Leia um trecho de Conto de escola, de Machado de Assis.
A escola era na rua do Costa, um sobradinho de grade de pau. O ano era de 1840. Naquele dia – uma segundafeira, do mês de maio – deixei-me estar alguns instantes na rua da Princesa a ver onde iria brincar a manhã. Hesitava entre o morro de S. Diogo e o Campo de Sant’Ana, que não era então esse parque atual, construção de gentleman, mas um espaço rústico, mais ou menos infinito, alastrado de lavadeiras, capim e burros soltos. Morro ou campo? Tal era o problema. De repente disse comigo que o melhor era a escola. E guiei para a escola. Aqui vai a razão.

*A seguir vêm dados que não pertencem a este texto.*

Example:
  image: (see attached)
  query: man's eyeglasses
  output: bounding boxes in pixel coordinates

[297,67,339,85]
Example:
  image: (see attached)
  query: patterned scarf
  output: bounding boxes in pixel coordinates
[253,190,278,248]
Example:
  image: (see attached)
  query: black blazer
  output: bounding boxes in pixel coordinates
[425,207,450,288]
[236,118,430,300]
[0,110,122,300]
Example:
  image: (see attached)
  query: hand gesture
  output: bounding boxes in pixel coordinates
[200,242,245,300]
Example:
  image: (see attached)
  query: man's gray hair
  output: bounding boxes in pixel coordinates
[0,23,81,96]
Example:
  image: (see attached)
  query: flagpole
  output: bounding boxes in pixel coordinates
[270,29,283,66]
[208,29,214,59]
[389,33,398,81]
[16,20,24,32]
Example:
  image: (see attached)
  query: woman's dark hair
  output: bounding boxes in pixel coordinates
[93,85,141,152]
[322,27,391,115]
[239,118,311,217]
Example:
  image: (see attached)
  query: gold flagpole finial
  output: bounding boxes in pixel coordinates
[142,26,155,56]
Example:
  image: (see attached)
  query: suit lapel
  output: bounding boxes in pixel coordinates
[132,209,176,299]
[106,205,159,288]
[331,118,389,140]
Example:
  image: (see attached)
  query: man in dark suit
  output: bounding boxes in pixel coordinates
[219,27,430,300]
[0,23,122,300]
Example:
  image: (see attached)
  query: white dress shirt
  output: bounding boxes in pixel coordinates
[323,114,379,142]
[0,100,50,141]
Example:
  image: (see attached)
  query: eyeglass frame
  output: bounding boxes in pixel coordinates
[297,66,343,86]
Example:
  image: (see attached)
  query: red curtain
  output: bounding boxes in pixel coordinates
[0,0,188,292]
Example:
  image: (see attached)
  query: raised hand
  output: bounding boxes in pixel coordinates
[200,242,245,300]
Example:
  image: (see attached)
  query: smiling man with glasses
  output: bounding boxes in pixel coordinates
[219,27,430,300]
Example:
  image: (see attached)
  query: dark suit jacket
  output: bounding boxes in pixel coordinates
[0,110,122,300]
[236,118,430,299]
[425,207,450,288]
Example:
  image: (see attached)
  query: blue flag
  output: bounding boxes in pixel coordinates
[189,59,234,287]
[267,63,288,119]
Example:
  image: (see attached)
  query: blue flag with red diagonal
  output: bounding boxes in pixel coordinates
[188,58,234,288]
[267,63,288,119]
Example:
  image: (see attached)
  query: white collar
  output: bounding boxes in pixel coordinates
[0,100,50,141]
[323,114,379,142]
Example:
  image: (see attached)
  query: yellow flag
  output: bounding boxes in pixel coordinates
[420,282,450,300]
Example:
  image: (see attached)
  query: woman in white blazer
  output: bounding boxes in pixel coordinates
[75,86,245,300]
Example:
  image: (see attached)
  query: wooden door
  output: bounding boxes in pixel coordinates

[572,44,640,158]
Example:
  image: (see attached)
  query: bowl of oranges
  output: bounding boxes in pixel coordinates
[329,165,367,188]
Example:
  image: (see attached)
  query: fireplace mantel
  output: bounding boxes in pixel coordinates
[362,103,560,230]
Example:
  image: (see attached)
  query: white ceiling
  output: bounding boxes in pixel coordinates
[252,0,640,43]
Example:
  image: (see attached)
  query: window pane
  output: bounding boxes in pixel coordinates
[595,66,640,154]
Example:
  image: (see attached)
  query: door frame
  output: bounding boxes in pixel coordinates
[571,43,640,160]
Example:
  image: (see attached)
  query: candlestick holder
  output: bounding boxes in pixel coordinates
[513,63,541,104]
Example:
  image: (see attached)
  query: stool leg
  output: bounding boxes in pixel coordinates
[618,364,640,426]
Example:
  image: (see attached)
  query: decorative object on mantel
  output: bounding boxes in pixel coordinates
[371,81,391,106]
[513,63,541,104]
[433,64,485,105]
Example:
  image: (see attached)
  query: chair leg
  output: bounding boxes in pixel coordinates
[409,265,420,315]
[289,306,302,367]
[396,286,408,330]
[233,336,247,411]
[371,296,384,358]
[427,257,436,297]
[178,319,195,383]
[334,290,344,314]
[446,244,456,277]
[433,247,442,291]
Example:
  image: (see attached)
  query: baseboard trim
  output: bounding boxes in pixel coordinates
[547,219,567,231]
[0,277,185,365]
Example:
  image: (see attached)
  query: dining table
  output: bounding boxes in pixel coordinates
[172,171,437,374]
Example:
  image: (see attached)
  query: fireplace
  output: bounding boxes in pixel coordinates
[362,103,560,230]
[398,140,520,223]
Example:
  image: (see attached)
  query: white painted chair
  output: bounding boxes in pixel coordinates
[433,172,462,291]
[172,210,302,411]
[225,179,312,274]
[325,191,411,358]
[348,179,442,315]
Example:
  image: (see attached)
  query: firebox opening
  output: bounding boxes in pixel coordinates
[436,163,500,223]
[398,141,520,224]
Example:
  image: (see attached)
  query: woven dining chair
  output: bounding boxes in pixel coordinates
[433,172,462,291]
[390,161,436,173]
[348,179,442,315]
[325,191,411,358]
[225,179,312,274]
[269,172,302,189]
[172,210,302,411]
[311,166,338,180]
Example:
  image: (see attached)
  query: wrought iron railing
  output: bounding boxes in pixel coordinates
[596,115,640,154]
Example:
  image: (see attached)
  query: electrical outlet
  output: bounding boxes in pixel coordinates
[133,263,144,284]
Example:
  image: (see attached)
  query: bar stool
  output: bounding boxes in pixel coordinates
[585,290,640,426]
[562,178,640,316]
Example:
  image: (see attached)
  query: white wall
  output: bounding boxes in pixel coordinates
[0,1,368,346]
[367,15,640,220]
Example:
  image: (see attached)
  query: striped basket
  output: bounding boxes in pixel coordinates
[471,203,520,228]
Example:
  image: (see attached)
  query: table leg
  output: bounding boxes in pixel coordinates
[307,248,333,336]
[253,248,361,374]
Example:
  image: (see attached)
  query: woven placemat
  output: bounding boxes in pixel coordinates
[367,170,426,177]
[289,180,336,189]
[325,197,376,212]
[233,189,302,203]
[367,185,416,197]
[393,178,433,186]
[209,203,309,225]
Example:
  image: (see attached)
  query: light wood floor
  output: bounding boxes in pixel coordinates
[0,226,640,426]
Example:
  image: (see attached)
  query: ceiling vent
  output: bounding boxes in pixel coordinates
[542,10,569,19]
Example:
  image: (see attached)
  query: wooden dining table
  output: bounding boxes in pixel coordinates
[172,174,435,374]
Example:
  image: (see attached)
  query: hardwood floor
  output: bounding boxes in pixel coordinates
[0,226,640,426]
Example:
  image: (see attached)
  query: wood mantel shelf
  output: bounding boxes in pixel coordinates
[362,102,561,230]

Na semana anterior tinha feito dois suetos*, e, descoberto o caso, recebi o pagamento das mãos de meu pai, que me deu uma sova de vara de marmeleiro. As sovas de meu pai doíam por muito tempo. Era um velho empregado do Arsenal de Guerra, ríspido e intolerante. Sonhava para mim uma grande posição comercial, e tinha ânsia de me ver com os elementos mercantis, ler, escrever e contar, para me meter de caixeiro. Citava-me nomes de capitalistas que tinham começado ao balcão. Ora, foi a lembrança do último castigo que me levou naquela manhã para o colégio. Não era um menino de virtudes. [...]
Subi a escada com cautela, para não ser ouvido do mestre, e cheguei a tempo [...]. Tudo estava em ordem; começaram os trabalhos. [...]
Com franqueza, estava arrependido de ter vindo. Agora que ficava preso, ardia por andar lá fora, e recapitulava o campo e o morro, pensava nos outros meninos vadios, o Chico Telha, o Américo, o Carlos das Escadinhas, a fina flor do bairro e do gênero humano. Para cúmulo do desespero, vi através das vidraças da escola [...] um papagaio de papel, alto e largo, preso de uma corda imensa, que bojava no ar, uma coisa soberba.